Actually, this was one of my favorite units when I taught
college chemistry, too. Polymers are awesome. I wanted to come up with some
ideas to make polymers fun for kids.
We began our activity with simple pop
blocks. You know those giant beads that pop together? I let the kids string
beads together like giant trains. As my babies played, I was teaching kids
science.
“Polymer means 'many parts,'” I told them. “Just like the blocks
you’re putting together. Polymers are giant molecules with lots of pieces.”
I turned to Jay. “What kinds of pieces are on a train?”
He thought very seriously for a few seconds. “Well, there
could be boxcars and flatcars and oil tankers and engines and cabooses.”
“Could you make lots of different trains with all those
pieces? Maybe some that have ALL boxcars and some that have oil cars and
flatcars?”
And just like that, our Polymers for Kids lesson took shape.
The kids were envisioning polymers as giant trains with all sorts of different
cars. Meanwhile, they were building long strings of beads to represent
polymers. Some strings were all the same color, and some were rainbow colored.
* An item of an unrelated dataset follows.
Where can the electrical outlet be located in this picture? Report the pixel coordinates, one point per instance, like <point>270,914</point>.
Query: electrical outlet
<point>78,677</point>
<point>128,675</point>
Once we go the polymer strings built, we moved on to the experiment part. We were actually going to make and play with
some real polymers.
For this part, we just needed cornstarch, water, and food
coloring (which is optional). We mixed together about 2 cups of cornstarch and
1 cup of water. It made a bowl full of a substance that’s neither quite a
liquid nor a solid—but some of both. The polymers that make up the cornstarch
have some very fun properties.
If you jam your fingers into the bowl, it will feel like a
solid wall. That’s because the long polymer strings are too large to move out
of the way quickly. However, if you slowly lower your fingers into the bowl, it
will feel like a thick liquid because the polymer chains shift away from your
fingers.
It was wild. Even hubby and I were playing with our bowl of homemade polymer goo. We made a mess of epic proportions, but because it’s just
cornstarch and water, it cleaned up quickly with a damp paper towel.